The release points out that Native Americans are the most underrepresented minority group in the STEM fields, which is why the community donated the funds to AIII, which is focused on preparing students for careers in STEM fields.
According to the AIII website, about 170,000 Native Americans are enrolled in college, but between 1995 and 2004 the number of bachelor’s degrees in STEM fields barely increased, from 894 to 1,504. “This is equivalent to only two new graduates per year for each of the 562 federally recognized tribes,” the site states.
“The goal is to get more kids into natural resource and STEM careers with a sense of service and community. The grant from the SMSC will provide seed money to develop partnerships to empower American Indian students and families to prepare for and access opportunities for higher education. The goal is to improve the quality of life by graduating American Indian students who have a sense of service and responsibility to their tribal communities,” said Stacy Phelps, Chief Executive Officer and founder of AIII, in the release. Phelps is an enrolled member of the Sisseton-Wahpeton Oyate.
AIII provides tutoring and mentorship during the school year and college visits; nearly 5,000 have participated in AIII programs in South Dakota.
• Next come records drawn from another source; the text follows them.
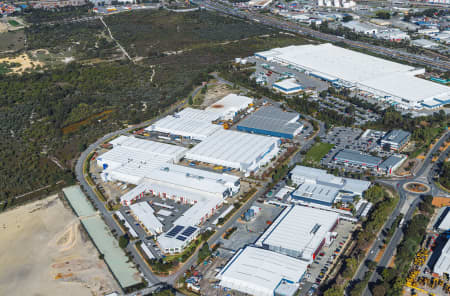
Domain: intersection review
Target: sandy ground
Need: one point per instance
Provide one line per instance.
(25, 63)
(3, 27)
(216, 92)
(43, 252)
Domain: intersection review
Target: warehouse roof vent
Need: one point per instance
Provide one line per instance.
(316, 227)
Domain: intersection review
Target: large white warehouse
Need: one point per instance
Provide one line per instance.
(183, 184)
(300, 232)
(316, 186)
(197, 124)
(242, 151)
(262, 272)
(228, 107)
(134, 152)
(389, 80)
(189, 123)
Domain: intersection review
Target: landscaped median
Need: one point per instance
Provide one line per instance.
(237, 206)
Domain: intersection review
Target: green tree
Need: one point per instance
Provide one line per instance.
(123, 241)
(334, 291)
(204, 252)
(347, 18)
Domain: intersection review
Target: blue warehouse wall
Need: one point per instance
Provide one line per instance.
(264, 132)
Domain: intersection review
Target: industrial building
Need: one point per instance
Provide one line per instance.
(390, 164)
(134, 152)
(287, 86)
(232, 149)
(385, 79)
(197, 124)
(177, 238)
(229, 106)
(360, 27)
(260, 272)
(144, 213)
(300, 232)
(358, 159)
(395, 140)
(189, 123)
(316, 186)
(442, 265)
(272, 121)
(183, 184)
(444, 224)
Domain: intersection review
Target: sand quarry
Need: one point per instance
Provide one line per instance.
(25, 63)
(43, 252)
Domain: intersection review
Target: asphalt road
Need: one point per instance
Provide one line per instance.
(281, 24)
(422, 175)
(107, 216)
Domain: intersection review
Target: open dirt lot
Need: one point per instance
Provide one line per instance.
(25, 63)
(43, 252)
(215, 92)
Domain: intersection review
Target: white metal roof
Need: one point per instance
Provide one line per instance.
(336, 61)
(232, 149)
(148, 146)
(365, 70)
(145, 214)
(317, 192)
(299, 228)
(408, 86)
(303, 174)
(229, 105)
(189, 122)
(147, 251)
(193, 179)
(288, 84)
(443, 263)
(258, 272)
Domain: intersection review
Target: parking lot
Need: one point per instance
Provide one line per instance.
(327, 258)
(353, 139)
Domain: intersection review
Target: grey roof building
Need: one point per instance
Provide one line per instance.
(357, 158)
(395, 139)
(272, 121)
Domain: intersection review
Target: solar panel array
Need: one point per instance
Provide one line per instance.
(174, 231)
(189, 231)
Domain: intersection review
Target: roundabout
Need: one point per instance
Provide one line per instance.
(416, 187)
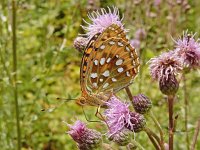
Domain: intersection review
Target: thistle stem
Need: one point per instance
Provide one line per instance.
(194, 141)
(171, 121)
(14, 49)
(153, 138)
(137, 144)
(186, 110)
(128, 91)
(159, 128)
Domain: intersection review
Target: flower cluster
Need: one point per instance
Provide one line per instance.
(141, 103)
(119, 117)
(86, 138)
(165, 65)
(188, 49)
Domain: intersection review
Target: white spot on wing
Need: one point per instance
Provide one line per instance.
(134, 64)
(108, 60)
(94, 84)
(102, 61)
(120, 44)
(106, 73)
(132, 55)
(119, 62)
(105, 85)
(120, 69)
(93, 75)
(102, 47)
(114, 80)
(111, 42)
(127, 48)
(96, 62)
(128, 74)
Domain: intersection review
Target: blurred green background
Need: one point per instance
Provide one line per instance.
(48, 67)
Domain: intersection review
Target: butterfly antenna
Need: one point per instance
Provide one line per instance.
(65, 99)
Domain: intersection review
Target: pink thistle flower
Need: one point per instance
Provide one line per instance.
(117, 115)
(157, 2)
(189, 50)
(101, 20)
(86, 138)
(119, 118)
(165, 65)
(135, 43)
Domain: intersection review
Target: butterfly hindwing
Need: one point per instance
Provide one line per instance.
(114, 66)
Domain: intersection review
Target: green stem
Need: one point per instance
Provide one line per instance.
(128, 91)
(137, 144)
(171, 121)
(14, 48)
(194, 141)
(159, 128)
(186, 111)
(152, 138)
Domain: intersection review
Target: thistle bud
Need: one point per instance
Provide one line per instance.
(137, 122)
(80, 43)
(121, 138)
(87, 139)
(141, 103)
(169, 85)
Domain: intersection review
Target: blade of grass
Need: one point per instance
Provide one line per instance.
(15, 90)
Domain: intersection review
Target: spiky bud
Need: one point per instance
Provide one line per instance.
(169, 85)
(87, 139)
(80, 43)
(138, 122)
(121, 138)
(141, 103)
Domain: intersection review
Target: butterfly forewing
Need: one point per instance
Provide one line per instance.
(109, 63)
(93, 44)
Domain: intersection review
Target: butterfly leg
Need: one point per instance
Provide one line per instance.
(99, 115)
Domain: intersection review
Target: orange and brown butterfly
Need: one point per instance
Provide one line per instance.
(109, 62)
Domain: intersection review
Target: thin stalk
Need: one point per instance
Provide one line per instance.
(138, 145)
(153, 140)
(194, 141)
(171, 121)
(128, 91)
(14, 49)
(159, 128)
(186, 110)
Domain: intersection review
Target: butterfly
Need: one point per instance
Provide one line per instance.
(109, 64)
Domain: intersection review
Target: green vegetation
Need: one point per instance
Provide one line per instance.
(48, 67)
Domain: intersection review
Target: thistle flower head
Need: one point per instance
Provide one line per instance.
(135, 43)
(117, 115)
(169, 85)
(140, 34)
(141, 103)
(86, 138)
(119, 118)
(137, 122)
(80, 43)
(122, 138)
(102, 19)
(164, 65)
(189, 50)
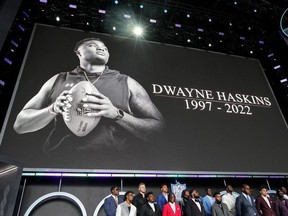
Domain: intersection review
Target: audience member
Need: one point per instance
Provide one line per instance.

With the SMSC grant, successful programs like Gear Up, a six-week summer pre-college enrichment program for reservation-based high school students, will be started in the Minnesota Dakota communities.
Gear Up began in 1992 and every participant graduated high school, 87 percent went on to higher education and 9 percent entered the military.
If the numbers don’t get students excited to succeed, then they should look at the example set by AIII’s chairman of the board, shuttle astronaut John B. Herrington (Choctaw), the first Native American to fly in space.